Having evaluated the rival arguments of the parties herein, I find that the petitioner has established a case for the winding up of the company. The petitioner proved to the required standard of proof on a balance of probabilities that it made an offer to the company (an offer which was accepted) by which the company would overdraw its account to meet its working capital. From the bank’s statements annexed to the affidavit of Phillip Muoka in support of the petition, it was evident that the company overdrew the said account and failed to put funds in the said account in accordance with the loan agreement between itself and the bank. Although there appears to have been change of management of the company, the current chief operating officer of the company Zakir Rayani, admitted in his letter dated 26th June 2007 that the company owed the overdraft amount save for the fact that he requested the petitioner to re-consider the rate of interest applied to the said account. Similarly, on 9th July 2007 the said officer admitted that the company was bound to pay the amounts due in respect of the hire purchase agreement for the motor vehicle. In light of this express admission of the debt, the company cannot say that the grounds it has put forward in opposition to the petition constitutes substantial grounds upon which this court can exercise its discretion and dismiss the petition.

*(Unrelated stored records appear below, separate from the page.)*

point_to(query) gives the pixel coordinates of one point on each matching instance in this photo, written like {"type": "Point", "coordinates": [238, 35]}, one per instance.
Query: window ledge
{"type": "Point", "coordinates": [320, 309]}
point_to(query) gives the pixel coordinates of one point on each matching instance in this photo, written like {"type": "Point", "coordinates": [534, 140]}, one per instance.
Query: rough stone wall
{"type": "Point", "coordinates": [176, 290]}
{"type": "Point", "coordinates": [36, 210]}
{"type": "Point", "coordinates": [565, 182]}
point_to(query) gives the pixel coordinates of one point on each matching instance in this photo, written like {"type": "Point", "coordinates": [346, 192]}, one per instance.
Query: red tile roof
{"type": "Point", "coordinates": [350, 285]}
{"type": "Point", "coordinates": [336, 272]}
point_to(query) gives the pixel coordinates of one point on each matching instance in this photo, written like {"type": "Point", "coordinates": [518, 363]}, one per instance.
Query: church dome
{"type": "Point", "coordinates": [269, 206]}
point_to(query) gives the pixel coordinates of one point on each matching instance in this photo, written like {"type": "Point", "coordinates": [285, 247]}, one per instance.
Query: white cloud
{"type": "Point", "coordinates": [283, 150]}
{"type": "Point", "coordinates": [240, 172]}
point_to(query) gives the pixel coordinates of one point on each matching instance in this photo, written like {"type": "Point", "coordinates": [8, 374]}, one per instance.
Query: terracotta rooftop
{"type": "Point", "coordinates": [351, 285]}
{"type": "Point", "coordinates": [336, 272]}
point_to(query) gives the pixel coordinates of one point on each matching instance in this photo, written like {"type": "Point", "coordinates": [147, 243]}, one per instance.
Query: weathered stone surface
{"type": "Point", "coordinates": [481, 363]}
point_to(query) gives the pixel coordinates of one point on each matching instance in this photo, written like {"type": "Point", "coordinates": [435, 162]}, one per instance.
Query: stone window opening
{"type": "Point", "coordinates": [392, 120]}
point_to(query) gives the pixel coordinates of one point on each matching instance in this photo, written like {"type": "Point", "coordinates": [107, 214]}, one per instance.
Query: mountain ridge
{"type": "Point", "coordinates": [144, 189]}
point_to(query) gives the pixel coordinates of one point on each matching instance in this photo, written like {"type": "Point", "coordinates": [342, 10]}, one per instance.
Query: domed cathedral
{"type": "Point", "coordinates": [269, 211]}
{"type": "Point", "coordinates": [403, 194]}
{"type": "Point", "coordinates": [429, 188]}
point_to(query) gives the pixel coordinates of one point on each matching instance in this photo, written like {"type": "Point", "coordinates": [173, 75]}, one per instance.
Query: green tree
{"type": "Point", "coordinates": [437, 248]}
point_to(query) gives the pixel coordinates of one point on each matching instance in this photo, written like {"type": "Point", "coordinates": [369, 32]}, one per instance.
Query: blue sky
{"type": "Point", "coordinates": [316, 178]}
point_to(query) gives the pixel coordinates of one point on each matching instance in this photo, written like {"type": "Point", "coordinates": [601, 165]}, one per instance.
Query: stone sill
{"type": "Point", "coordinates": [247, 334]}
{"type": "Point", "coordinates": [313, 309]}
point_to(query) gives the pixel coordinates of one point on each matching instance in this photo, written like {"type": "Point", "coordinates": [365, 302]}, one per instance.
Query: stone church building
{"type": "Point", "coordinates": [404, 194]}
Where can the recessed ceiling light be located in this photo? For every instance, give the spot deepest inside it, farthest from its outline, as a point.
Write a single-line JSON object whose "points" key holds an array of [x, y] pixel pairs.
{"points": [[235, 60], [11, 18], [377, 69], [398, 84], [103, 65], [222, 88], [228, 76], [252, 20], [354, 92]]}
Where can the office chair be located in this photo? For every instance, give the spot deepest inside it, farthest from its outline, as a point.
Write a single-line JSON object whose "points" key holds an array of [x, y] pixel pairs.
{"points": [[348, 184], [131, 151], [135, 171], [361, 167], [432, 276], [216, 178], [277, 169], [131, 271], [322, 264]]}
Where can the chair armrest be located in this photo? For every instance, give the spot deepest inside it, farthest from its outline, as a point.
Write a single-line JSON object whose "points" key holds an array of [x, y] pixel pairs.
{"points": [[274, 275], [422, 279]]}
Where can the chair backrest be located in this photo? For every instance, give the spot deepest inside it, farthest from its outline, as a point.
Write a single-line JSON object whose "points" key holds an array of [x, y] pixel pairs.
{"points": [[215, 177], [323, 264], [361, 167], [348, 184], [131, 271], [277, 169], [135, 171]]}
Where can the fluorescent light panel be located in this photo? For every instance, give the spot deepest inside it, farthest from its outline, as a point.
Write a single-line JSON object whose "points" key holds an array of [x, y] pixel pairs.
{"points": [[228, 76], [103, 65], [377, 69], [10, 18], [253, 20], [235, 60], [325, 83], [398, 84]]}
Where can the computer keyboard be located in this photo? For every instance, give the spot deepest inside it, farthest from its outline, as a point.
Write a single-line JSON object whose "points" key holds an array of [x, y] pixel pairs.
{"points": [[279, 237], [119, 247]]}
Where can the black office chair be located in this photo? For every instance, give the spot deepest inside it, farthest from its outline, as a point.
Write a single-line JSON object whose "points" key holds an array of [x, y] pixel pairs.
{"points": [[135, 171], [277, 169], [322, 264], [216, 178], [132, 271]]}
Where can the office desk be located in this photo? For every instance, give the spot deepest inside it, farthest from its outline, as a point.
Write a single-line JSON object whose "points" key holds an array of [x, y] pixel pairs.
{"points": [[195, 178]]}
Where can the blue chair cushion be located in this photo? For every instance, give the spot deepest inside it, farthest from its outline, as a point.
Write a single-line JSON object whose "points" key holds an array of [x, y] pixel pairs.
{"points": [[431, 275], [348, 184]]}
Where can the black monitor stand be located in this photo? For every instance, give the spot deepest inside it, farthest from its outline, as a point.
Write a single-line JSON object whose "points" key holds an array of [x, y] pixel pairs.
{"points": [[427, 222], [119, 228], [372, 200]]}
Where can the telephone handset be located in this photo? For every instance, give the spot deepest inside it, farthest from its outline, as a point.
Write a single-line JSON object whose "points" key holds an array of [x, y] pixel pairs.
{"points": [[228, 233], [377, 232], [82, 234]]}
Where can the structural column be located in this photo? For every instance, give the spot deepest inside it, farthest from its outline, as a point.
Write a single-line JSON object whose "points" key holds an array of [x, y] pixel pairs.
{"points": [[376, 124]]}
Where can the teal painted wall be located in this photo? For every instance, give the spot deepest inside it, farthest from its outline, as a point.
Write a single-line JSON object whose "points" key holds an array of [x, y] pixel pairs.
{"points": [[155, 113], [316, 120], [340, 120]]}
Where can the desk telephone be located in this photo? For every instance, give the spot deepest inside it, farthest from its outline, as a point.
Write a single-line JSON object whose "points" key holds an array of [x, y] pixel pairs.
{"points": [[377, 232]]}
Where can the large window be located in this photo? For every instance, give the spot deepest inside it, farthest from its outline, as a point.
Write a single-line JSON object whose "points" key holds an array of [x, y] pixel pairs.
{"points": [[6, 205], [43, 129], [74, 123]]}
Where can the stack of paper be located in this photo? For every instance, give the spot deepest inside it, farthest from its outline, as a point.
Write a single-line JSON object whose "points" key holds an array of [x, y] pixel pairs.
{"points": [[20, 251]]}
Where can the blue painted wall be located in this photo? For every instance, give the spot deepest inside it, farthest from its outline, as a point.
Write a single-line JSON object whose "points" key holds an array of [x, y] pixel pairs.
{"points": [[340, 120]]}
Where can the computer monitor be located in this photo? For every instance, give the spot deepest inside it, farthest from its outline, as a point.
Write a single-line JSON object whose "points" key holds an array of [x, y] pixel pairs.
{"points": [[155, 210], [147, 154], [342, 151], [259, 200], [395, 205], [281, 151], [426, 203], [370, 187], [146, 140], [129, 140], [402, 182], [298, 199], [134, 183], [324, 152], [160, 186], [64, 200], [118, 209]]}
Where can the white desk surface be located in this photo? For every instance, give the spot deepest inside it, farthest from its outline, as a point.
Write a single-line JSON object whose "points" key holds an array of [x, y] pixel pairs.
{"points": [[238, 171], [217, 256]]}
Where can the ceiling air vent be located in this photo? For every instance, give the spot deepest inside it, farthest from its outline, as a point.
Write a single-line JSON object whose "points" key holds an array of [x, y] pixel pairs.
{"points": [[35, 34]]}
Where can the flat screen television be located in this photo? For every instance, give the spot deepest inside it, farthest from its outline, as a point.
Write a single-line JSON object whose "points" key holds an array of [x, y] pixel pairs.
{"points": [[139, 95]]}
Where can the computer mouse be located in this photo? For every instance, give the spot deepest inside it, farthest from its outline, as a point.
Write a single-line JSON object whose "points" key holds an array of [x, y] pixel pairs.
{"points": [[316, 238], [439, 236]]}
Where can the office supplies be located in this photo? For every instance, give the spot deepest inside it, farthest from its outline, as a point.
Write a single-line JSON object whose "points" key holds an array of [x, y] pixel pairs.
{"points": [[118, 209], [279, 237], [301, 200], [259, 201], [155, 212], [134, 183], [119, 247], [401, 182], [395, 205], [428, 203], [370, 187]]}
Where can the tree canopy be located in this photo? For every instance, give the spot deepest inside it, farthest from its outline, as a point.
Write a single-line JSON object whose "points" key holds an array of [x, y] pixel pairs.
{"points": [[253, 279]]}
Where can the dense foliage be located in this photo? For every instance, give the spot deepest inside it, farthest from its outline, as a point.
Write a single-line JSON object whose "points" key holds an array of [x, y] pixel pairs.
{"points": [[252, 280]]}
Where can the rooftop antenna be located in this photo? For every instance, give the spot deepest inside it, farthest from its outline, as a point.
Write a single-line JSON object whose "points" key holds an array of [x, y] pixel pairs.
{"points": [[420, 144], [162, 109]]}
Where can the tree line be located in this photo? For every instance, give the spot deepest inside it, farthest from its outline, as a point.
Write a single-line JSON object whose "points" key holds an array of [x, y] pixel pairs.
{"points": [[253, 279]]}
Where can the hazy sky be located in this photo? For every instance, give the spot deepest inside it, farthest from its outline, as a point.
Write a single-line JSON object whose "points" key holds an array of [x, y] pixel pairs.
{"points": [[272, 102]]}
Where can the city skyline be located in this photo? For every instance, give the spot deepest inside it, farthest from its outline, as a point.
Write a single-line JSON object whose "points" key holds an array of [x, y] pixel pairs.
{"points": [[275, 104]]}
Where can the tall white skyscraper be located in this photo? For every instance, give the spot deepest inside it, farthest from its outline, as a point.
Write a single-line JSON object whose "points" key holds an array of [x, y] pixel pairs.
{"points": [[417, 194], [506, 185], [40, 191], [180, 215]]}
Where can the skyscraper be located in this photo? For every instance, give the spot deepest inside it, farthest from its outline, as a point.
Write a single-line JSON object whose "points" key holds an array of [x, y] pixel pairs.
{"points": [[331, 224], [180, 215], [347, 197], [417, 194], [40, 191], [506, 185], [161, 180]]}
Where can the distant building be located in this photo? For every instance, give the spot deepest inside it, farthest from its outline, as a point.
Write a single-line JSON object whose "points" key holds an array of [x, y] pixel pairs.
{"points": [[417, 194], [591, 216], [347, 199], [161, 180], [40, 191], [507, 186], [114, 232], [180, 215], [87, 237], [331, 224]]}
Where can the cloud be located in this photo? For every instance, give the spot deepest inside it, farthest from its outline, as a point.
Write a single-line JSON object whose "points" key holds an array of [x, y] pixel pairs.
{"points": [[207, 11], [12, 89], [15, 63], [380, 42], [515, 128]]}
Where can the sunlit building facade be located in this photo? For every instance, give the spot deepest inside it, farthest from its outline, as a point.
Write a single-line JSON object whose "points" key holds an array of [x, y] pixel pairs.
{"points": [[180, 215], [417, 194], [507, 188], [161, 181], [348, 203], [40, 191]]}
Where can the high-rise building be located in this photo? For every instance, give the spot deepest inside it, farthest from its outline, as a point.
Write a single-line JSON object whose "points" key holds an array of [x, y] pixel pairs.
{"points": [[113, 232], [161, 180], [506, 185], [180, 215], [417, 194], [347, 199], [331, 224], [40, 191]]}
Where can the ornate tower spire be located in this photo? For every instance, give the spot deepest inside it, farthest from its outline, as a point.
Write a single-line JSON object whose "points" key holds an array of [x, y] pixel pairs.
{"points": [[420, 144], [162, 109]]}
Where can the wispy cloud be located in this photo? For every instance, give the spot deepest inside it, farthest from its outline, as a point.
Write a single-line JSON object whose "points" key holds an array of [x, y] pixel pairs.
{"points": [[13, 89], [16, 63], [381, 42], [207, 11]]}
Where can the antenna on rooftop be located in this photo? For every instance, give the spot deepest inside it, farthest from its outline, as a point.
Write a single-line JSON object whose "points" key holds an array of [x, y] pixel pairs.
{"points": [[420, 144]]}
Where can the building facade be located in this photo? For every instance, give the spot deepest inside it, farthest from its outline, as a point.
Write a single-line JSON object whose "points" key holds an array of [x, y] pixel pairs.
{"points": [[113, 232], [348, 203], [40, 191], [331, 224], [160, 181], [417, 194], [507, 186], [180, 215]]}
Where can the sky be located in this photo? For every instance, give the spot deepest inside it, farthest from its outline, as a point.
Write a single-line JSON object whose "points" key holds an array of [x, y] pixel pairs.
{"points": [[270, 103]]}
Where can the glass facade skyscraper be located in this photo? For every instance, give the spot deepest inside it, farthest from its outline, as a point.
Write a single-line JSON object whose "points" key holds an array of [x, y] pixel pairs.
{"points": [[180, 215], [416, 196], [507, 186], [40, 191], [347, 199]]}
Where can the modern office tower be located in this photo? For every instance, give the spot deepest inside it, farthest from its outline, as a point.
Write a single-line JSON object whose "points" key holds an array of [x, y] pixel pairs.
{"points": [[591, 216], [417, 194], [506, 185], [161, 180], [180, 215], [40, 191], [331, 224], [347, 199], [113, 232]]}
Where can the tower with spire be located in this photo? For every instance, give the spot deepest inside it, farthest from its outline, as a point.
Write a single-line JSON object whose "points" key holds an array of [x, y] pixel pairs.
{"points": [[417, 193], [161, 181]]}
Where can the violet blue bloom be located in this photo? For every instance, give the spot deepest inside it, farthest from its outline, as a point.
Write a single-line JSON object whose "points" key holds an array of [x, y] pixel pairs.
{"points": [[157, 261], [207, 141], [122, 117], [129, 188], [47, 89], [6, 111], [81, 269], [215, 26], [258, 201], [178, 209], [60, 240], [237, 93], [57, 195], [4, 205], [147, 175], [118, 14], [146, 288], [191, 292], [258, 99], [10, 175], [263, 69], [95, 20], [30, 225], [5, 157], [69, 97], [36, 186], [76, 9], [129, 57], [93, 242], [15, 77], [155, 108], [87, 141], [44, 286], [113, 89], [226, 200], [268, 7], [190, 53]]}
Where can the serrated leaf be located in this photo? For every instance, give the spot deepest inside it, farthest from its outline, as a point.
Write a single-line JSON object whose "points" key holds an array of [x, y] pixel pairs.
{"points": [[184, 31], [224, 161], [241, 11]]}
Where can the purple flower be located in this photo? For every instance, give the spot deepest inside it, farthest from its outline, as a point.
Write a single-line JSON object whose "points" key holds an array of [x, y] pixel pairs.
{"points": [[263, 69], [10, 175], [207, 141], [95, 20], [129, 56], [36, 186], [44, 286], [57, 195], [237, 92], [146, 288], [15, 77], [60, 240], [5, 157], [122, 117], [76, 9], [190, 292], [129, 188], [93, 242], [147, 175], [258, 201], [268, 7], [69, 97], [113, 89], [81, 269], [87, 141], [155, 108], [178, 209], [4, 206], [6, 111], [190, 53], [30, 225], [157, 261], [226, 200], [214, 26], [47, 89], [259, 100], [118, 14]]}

It was further evident that some of the grounds which the company relied on to challenge the winding up petition are based on misapprehension of the law. For instance, it was the company’s case that the court ought to invalidate the hire purchase agreement by reason that the same was not registered in accordance with the requirement of Section 5(1) of the Hire Purchase Act. The company further argued that the said agreement was invalid on account of the fact that it had not been stamped in accordance with the provisions of the Stamp Duty Act. The company would have been on sound footing in its argument if it was a legal person other than a body corporate. Section 3(1) of the Hire Purchase Act specifically excludes the application of the Hire Purchase Acton hire purchase agreements where the hirer is a body corporate. The company cannot therefore rely on the Hire Purchase Act to support its contention in regard to the alleged illegality of the hire purchase agreement between itself and the petitioner. It was further evident that if the company was aggrieved by what it considered to be abuse of mandate by the petitioner in regard to payment of the alleged sum of KShs.500,000/= to third party other than the payee, it had the option to file suit in court for appropriate remedy. In the circumstances of this cause, this court did not see the connection between a debt which has been admitted by the company as owing and another completely different transaction which has no nexus whatsoever with the two financial transactions that are the subject of this winding up cause.
The upshot of the above reasons is that I allow the petition filed herein. I direct that the company be wound up on account of its inability to pay its debts pursuant to Section 219 (e) of the Companies Act. I direct the petitioner to appoint a liquidator for the purpose of winding up the company. The liquidator shall exercise powers under Section 241 of the Companies Act and shall make a report to the court in respect of the winding up of the company within three (3) months of today’s date. The petitioner shall be paid the costs of this petition from the assets of the company on priority.
It is so ordered.
DATED AT NAIROBI THIS 4TH DAY OF NOVEMBER 2009.